Mothered: A Short Horror Experience With An Unforgettable Aesthetic

Carraig Úa Raghallaigh
Backrooms Gaming
Published in
3 min readJan 9, 2024

Mothered is a brief 1–2 hour experience that is unsettling, uncanny and has some of the best atmosphere I’ve seen in a game in years. It’s hard to articulate just why it’s so unique, but it doesn’t feel like anything else I’ve played in the horror genre recently.

A lot of it has to do with the graphics. Everything here is done in this uncanny kind of Bryce 3D style. Playing this feels as if you had wandered into the corridors of the art on the back of an old compact disc.

The lonely setting of a house in the middle of an almost barren landscape is deliberately fake looking; as if the world has been created in an outdated 3D software rendering program, which is what’s so interesting about it.

The only request made of you as the player is that you spend a week with “Mother”. As soon as you are dropped off at the house on a dark and stormy night, you know something is wrong; you aren’t allowed to enter most of the rooms in the house, and you go to bed by yourself. Without spoiling things too much, neglect is simply one of the themes at play- and the forced nature of your relationship with those who live in the house.

One of the things that felt eerie was the way you are told to eat your breakfast; but it turns out you’ve been eating dirt.
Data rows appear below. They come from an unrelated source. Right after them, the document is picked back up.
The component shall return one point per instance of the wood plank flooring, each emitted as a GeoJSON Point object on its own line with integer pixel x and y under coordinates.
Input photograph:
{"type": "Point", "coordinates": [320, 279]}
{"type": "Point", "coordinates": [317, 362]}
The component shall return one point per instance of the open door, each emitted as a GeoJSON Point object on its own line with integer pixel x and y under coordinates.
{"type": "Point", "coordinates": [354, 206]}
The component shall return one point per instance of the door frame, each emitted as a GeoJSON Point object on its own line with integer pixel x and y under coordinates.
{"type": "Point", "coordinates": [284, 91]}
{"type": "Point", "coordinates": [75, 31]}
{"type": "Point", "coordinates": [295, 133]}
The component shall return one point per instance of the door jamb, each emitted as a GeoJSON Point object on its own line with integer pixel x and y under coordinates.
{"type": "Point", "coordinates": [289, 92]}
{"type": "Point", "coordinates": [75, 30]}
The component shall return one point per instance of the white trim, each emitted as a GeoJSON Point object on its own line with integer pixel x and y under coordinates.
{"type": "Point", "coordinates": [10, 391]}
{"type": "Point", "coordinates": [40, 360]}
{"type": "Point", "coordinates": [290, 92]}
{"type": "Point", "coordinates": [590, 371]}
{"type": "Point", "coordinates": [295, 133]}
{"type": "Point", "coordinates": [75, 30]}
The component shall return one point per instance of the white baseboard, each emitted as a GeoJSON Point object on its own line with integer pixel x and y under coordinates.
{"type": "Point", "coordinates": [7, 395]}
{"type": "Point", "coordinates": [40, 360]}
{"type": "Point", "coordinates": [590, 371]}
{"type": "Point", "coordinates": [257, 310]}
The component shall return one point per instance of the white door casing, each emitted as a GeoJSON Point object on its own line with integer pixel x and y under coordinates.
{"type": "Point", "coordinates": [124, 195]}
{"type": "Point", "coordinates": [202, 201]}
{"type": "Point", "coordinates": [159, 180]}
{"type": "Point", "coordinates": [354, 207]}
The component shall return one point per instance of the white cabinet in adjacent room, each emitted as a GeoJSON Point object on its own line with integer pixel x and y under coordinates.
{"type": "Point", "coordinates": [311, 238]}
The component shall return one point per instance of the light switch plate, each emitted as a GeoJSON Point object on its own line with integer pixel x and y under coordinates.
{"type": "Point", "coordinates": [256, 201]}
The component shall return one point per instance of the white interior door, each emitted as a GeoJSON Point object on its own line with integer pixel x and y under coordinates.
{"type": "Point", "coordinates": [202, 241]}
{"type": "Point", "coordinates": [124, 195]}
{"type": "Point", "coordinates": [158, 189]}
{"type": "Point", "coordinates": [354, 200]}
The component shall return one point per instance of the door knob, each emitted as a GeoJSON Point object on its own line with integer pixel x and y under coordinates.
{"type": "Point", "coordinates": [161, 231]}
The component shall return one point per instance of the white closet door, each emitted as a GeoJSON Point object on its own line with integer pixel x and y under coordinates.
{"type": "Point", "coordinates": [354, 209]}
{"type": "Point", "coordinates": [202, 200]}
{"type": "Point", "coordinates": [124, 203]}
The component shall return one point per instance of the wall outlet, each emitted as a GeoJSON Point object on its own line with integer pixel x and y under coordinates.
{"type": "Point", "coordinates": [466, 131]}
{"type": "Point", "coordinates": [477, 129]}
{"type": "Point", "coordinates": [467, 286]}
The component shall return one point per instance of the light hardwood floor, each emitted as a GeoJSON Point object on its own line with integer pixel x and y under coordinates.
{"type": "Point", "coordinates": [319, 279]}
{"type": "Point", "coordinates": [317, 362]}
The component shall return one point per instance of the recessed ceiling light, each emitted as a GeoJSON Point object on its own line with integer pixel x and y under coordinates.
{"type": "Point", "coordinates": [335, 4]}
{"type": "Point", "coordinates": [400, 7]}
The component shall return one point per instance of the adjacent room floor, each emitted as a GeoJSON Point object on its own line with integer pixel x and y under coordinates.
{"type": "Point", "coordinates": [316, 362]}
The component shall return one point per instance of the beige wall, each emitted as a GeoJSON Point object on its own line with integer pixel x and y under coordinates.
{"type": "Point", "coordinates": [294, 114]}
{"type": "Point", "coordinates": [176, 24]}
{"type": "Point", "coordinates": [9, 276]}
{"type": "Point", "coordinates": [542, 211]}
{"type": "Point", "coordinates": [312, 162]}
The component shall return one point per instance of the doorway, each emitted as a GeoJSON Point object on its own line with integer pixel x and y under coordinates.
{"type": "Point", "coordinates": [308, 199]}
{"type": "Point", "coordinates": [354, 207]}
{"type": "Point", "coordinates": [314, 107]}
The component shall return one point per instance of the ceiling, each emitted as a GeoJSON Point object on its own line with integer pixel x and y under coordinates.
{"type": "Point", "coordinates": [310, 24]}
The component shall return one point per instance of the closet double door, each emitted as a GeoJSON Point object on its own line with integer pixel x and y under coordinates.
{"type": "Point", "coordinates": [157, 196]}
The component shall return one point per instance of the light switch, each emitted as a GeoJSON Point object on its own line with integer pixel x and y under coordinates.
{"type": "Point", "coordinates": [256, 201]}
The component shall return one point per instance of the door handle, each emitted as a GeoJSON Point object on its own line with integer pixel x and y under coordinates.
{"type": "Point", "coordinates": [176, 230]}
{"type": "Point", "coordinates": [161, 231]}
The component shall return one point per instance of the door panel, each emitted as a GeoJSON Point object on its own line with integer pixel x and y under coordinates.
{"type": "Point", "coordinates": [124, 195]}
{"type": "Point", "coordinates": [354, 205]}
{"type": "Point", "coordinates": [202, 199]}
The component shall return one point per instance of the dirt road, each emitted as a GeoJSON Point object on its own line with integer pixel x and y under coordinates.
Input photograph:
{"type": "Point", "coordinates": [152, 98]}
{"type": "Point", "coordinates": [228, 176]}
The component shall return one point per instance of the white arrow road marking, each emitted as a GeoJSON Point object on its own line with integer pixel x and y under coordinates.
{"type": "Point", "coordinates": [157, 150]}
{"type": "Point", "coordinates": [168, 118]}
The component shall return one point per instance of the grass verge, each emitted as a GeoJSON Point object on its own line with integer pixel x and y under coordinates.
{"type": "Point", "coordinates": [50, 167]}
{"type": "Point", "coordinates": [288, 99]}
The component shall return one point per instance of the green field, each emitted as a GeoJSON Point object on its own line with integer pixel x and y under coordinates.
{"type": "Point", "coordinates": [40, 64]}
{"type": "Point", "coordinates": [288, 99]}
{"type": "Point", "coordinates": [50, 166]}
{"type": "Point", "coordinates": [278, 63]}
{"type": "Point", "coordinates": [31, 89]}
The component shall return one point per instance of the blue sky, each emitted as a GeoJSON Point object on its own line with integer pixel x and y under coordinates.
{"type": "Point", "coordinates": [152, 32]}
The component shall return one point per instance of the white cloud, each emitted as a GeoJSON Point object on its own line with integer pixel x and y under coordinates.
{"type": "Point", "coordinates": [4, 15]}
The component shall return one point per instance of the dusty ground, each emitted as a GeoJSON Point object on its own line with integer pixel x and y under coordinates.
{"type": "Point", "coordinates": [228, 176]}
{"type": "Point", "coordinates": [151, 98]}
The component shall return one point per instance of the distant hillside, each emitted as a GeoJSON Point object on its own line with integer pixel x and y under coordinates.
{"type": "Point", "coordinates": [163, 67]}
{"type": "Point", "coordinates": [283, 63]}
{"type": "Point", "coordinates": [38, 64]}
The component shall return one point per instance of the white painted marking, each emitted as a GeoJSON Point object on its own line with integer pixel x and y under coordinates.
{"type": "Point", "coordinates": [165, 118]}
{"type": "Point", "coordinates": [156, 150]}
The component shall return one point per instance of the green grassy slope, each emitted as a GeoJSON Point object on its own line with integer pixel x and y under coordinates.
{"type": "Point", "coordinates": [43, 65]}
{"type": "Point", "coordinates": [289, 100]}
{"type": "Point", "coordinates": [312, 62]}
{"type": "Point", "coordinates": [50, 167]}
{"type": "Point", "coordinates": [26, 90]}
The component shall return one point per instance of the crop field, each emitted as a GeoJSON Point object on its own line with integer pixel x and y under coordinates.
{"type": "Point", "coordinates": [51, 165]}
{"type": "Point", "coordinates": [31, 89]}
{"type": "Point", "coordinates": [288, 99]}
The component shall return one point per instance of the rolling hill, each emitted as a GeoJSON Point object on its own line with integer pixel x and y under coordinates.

It’s done in such a way though, where you feel like you have to perform the act of eating breakfast and it’s not about what it is. It’s kind of sickening.

It asks you to examine the roles in which you are forced to play in this strange house, and I don’t think I’ve ever really seen a narrative where you are afraid of something, but it’s also kind of afraid of you and that’s the horror. Are you the protagonist or the antagonist in this house?

Some of the imagery is as beautiful as it is unnerving.

Mothered is definitely a game I instead look forward to going back to and reinterpreting again. The one thing it does that I think so far only videogames and music have done, is make use of an uncanny, vaporwave aesthetic. You can read elsewhere about why this genre is so pervasive online, whether it’s nostalgia or parody, but it’s post-modern drawing attention to simulated realities is more at home in videogames and music than it is in film, so far a least, though I imagine it’s only a matter of time before this kind of thing enters the zeitgeist.

Maybe it works well in videogames because there are certain rules established between the player and the medium, they haven’t been broken as extensively as other art forms where deconstruction has already been a trend for some time.

I do think Mothered is one of these games if you’ve got the right mentality going in, and you like horror games, it may leave a very strong impression.

But for all it’s bold narrative ideas, which at times turn in on itself; and some that have even been done before, it’s the actual visual style and mood which will stay with you.

Anything that makes you feel something new in the horror gene is worth playing, and you can check out Mothered on Itcho, Nintendo Switch and Xbox One/PS4. I recommend the Switch version as the graphics and lighting seem a little more stripped back, in a good way that suits the game better.